Metric Learning in Codebook Generation of Bag-of-Words for Person Re-identification
This work addresses the challenge of enhancing discriminative visual descriptors for pedestrian matching in surveillance applications, representing an incremental improvement over conventional methods.
The paper tackles the problem of improving person re-identification by integrating supervised metric learning into the codebook generation phase of the Bag-of-Words model, resulting in state-of-the-art performance on benchmarks such as VIPeR, PRID450S, and Market1501.

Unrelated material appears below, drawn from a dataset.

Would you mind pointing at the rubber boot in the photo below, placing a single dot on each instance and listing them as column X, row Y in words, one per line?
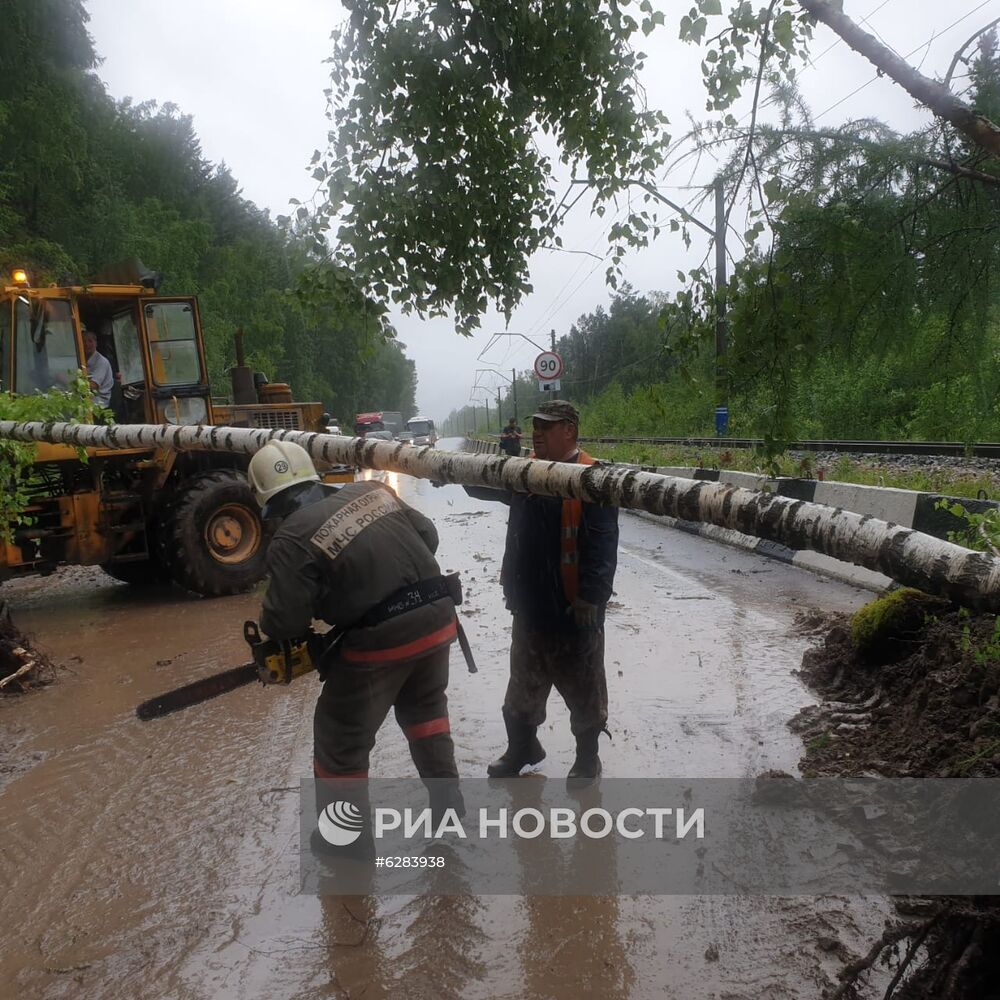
column 434, row 758
column 523, row 749
column 587, row 767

Person re-identification is generally divided into two part: first how to represent a pedestrian by discriminative visual descriptors and second how to compare them by suitable distance metrics. Conventional methods isolate these two parts, the first part usually unsupervised and the second part supervised. The Bag-of-Words (BoW) model is a widely used image representing descriptor in part one. Its codebook is simply generated by clustering visual features in Euclidian space. In this paper, we propose to use part two metric learning techniques in the codebook generation phase of BoW. In particular, the proposed codebook is clustered under Mahalanobis distance which is learned supervised. Extensive experiments prove that our proposed method is effective. With several low level features extracted on superpixel and fused together, our method outperforms state-of-the-art on person re-identification benchmarks including VIPeR, PRID450S, and Market1501.